China And Reserves, A Straightforward Process Unnecessarily Made Into A Riddle


The fact that China reported a small increase in official “reserves” for February 2017 is one of the least surprising results in all of finance. The gamma of those reserves is as predictable as the ticking clock of CNY, in no small part because what is behind the changes in those balances are the gears that lie behind face of the forex timepiece. Yet, each and every time the delta pushes positive there is the same analysis as if anyone was prevented from reviewing the history so as to very easily see the regularity by which all this happens.

From the WSJ:

China’s foreign-exchange reserves rose last month for the first time in eight months due to Beijing’s concerted effort to stanch capital outflows as well as valuation changes in the stockpile’s assets.

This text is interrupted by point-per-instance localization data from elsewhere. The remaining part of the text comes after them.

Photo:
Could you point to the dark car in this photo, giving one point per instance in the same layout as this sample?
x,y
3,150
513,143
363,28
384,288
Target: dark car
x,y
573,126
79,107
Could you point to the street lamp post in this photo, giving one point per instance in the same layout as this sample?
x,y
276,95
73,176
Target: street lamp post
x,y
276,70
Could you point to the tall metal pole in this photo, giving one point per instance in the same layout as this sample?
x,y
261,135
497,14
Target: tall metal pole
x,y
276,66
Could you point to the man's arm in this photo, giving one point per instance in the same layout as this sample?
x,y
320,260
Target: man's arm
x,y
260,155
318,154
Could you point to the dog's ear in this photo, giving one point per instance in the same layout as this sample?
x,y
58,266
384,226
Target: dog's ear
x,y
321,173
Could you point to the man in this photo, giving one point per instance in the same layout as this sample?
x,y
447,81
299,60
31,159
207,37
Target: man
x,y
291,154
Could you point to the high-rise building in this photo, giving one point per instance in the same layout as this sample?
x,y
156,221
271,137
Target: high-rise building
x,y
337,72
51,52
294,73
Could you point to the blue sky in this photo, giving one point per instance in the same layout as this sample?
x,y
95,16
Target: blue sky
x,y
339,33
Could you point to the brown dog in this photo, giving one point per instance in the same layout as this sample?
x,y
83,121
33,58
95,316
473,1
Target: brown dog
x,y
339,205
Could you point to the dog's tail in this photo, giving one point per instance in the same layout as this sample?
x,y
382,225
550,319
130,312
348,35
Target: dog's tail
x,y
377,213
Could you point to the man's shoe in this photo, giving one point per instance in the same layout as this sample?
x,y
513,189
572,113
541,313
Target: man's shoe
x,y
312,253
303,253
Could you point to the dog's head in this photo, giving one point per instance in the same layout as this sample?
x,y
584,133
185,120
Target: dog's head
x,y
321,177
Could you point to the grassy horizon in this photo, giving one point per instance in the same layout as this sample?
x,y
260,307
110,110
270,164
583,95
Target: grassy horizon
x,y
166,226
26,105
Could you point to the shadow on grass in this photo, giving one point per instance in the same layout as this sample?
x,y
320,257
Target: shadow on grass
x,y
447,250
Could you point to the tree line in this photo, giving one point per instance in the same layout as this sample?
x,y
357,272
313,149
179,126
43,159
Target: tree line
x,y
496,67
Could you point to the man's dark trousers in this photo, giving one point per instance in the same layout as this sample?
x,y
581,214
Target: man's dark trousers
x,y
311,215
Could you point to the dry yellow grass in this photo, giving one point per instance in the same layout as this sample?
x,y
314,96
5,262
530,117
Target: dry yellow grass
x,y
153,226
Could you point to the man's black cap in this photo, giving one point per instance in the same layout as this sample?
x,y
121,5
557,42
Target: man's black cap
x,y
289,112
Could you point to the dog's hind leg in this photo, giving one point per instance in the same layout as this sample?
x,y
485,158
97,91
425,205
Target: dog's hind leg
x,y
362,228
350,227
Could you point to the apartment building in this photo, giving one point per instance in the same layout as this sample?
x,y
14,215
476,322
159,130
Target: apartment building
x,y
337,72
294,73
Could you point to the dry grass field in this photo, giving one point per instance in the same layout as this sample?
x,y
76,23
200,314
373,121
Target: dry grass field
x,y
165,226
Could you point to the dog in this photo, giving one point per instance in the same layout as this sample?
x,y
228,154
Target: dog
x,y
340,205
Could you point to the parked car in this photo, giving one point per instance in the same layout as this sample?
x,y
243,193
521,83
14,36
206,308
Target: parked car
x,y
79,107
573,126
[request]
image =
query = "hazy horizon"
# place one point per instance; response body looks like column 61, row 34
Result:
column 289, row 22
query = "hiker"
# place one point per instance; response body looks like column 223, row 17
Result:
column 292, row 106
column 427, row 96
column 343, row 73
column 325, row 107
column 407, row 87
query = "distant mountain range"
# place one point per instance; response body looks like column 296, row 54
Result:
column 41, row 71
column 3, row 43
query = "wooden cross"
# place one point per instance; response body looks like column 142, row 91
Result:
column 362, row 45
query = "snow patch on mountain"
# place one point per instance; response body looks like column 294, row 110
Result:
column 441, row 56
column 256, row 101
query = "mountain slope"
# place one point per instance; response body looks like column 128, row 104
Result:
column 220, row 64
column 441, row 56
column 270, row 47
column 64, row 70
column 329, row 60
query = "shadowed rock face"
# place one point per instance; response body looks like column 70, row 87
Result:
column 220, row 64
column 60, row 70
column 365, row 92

That is almost always the interpretation, when reserves flash positive (and not even positive but also a lower negative) it must be due to the skill and precision of China’s much admired central bankers. From CNBC:

China has tightened rules on moving capital outside the country in recent months as it seeks to support the yuan currency and stem a slide in its foreign exchange reserves.

I wrote in early October 2015 when China’s assumed “outflows” merely dropped by half from the catastrophic level reached that August that mainstream commentary was setting itself up for this very repeated miscalculation.

In any situation where banks are funding “dollar” positions on a client’s behalf triggers this reserve; the transactions where the client is providing “dollars” to banks are not. Looking at that factor from the bland, orthodox perspective might lead to “curbing the yuan’s depreciation” as a reason for the peculiar arrangement here, while the wholesale view suggests a multi-layered tactic to suppress difficulties within China’s end of the global “dollar” short.

For one, it seems to have worked, at least for the month of September. While China still reported dollar outflows, -$43.26 billion, they were far less than anticipated and less than half of what was reported in the amazing “run” of August (-$93.9 billion). Predictably, that has led already to pronouncements that “it” is “over.”